GIULIANOVA – Una notte che avrebbe potuto avere conseguenze ben più gravi. Vincenzo Campetti, imprenditore e socio dei locali Venere e Novavita di Giulianova, è stato aggredito e rapinato intorno alle 3 del mattino, nei pressi della propria abitazione.
A raccontare lo sconcerto per quanto accaduto è Paolo Giorgini, suo socio, raggiunto telefonicamente dalla nostra redazione.
«Sono sconcertato e amareggiato», è il senso delle sue parole davanti a un episodio che, per le modalità con cui si sarebbe consumato, avrebbe potuto mettere seriamente in pericolo la vita dell’amico e socio.
Secondo una prima ricostruzione, ancora al vaglio degli investigatori, Campetti sarebbe stato affrontato da due persone che lo attendevano sotto casa. I malviventi avrebbero utilizzato alcuni oggetti contundenti, colpendolo e ferendolo.

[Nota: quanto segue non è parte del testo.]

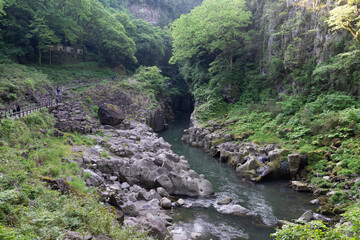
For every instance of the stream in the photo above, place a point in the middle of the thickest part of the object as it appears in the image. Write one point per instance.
(270, 201)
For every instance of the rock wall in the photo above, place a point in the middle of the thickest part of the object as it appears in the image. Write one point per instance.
(135, 172)
(129, 103)
(160, 13)
(251, 160)
(293, 38)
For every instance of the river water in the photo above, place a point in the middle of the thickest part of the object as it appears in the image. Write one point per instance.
(270, 201)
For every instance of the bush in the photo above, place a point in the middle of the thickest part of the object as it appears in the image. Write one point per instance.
(319, 230)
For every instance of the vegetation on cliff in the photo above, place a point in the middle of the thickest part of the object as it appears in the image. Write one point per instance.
(31, 158)
(287, 84)
(282, 72)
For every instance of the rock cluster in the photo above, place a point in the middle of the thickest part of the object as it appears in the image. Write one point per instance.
(135, 172)
(72, 117)
(110, 115)
(250, 160)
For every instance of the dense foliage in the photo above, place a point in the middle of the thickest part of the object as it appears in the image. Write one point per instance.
(29, 209)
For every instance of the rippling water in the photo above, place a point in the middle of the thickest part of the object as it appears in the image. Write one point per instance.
(270, 201)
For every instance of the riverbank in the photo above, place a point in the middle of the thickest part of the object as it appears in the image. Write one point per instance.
(316, 144)
(269, 201)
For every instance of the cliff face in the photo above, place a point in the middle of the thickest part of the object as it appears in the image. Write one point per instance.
(293, 39)
(160, 13)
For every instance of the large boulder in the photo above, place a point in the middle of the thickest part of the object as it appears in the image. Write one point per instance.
(157, 120)
(110, 115)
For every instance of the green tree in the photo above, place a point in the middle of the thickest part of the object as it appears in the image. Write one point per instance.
(149, 43)
(346, 16)
(215, 28)
(43, 34)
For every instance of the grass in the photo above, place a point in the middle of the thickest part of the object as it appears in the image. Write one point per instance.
(65, 74)
(327, 130)
(29, 209)
(16, 80)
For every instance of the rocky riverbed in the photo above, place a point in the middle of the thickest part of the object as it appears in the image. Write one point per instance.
(251, 160)
(137, 174)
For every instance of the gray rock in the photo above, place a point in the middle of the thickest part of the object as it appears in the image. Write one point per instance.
(300, 186)
(294, 164)
(125, 185)
(165, 203)
(225, 201)
(94, 179)
(306, 217)
(162, 192)
(234, 210)
(180, 202)
(110, 114)
(130, 209)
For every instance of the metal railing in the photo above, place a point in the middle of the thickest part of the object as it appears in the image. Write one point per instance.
(26, 109)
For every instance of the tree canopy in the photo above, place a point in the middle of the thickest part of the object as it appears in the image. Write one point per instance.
(346, 16)
(215, 27)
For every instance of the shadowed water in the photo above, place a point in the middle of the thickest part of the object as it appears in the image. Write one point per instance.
(270, 201)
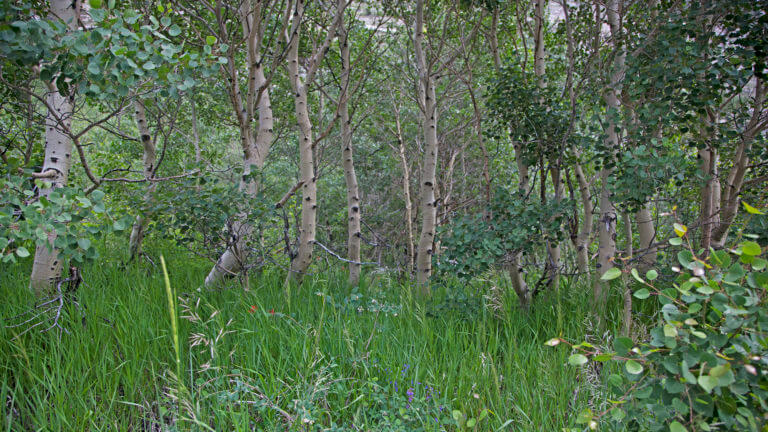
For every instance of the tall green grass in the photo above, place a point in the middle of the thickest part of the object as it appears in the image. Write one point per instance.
(332, 359)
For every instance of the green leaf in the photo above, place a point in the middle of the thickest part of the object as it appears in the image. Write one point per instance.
(707, 383)
(84, 243)
(750, 248)
(633, 367)
(670, 330)
(720, 370)
(750, 209)
(642, 294)
(675, 426)
(611, 274)
(584, 417)
(577, 359)
(622, 345)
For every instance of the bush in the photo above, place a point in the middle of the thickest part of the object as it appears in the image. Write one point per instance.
(704, 367)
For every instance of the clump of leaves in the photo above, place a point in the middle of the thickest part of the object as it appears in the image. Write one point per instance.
(704, 367)
(517, 223)
(68, 217)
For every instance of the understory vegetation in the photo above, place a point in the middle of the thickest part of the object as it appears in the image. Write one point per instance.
(383, 215)
(327, 357)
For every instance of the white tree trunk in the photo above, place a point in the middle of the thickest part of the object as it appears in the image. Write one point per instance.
(350, 177)
(255, 148)
(647, 235)
(429, 166)
(627, 294)
(408, 216)
(585, 232)
(46, 267)
(148, 144)
(607, 222)
(735, 179)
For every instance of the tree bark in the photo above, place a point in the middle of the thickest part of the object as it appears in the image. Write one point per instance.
(406, 189)
(607, 223)
(429, 166)
(148, 144)
(647, 234)
(46, 266)
(350, 177)
(307, 231)
(584, 234)
(255, 148)
(627, 313)
(735, 179)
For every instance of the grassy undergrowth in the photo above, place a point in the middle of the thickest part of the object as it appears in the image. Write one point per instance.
(323, 357)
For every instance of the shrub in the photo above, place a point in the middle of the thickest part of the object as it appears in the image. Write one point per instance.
(704, 367)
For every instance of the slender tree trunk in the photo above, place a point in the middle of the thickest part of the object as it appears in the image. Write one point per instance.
(735, 179)
(195, 133)
(307, 231)
(627, 313)
(607, 223)
(585, 232)
(429, 165)
(140, 224)
(350, 177)
(647, 234)
(300, 263)
(553, 246)
(710, 199)
(255, 148)
(46, 267)
(406, 190)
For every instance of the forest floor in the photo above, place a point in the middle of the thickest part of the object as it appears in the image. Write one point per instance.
(322, 357)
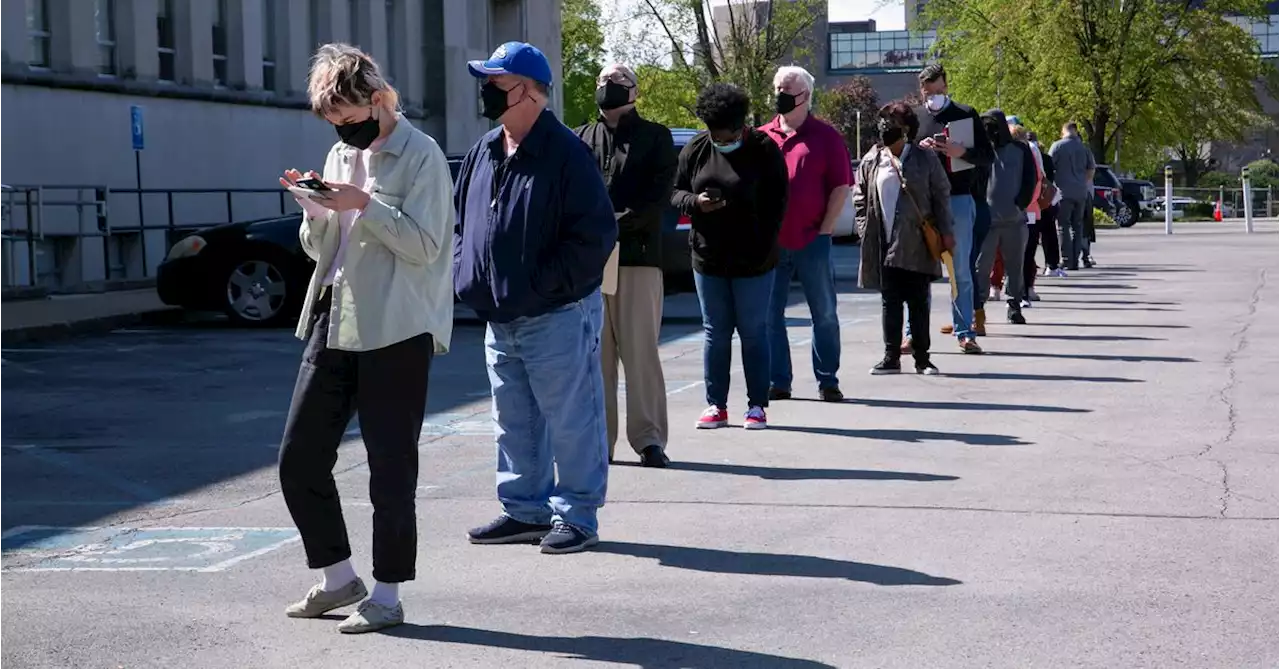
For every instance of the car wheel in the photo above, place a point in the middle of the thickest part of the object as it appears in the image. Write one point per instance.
(1125, 216)
(257, 292)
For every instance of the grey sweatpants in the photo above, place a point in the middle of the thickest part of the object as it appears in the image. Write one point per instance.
(1070, 224)
(1010, 238)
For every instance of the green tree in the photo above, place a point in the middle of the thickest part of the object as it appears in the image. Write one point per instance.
(581, 51)
(851, 108)
(1120, 68)
(743, 42)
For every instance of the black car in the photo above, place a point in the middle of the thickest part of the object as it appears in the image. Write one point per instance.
(1106, 196)
(1138, 195)
(257, 274)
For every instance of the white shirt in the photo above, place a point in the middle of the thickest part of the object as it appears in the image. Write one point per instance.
(890, 188)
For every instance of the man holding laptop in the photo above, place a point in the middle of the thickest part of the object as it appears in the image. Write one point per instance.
(955, 132)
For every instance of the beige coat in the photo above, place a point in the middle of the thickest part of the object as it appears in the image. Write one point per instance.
(905, 248)
(397, 276)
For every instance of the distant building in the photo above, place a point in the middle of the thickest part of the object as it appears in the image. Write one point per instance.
(222, 88)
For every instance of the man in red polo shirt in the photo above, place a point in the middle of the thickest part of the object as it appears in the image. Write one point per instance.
(821, 175)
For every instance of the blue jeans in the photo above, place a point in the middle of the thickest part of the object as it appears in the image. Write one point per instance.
(548, 413)
(812, 265)
(740, 305)
(964, 214)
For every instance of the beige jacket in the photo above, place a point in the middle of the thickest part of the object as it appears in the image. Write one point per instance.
(905, 248)
(397, 276)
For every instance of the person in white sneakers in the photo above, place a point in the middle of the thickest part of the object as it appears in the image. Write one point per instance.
(379, 225)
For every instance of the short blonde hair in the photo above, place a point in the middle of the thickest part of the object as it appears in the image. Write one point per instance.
(344, 76)
(795, 72)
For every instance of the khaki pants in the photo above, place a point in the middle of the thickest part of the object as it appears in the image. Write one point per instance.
(632, 319)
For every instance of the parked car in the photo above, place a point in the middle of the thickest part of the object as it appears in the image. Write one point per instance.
(1138, 195)
(256, 271)
(1107, 197)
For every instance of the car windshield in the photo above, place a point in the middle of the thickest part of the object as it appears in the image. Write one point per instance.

Nel pieno dell’aggressione Campetti avrebbe iniziato a urlare chiedendo aiuto. Le grida, nel silenzio della notte, avrebbero richiamato l’attenzione di un vicino, intervenuto poco dopo.
Un particolare potrebbe ora rivelarsi importante per le indagini: l'aggredito sarebbe infatti riuscito a fotografare l’automobile utilizzata dai due aggressori per la fuga. Dai primi accertamenti il mezzo risulterebbe rubato.
Dopo la rapina Campetti è stato trasportato al Pronto soccorso, dove ha ricevuto le cure necessarie. In ospedale sono intervenuti anche i Carabinieri, che hanno raccolto le prime informazioni utili a ricostruire quanto accaduto e ad avviare le indagini.
Il bottino, secondo quanto riferito, sarebbe ingente. Tra le ipotesi investigative c’è quella che gli aggressori potessero conoscere le abitudini della vittima e, in particolare, fossero a conoscenza dell'importante incasso serale.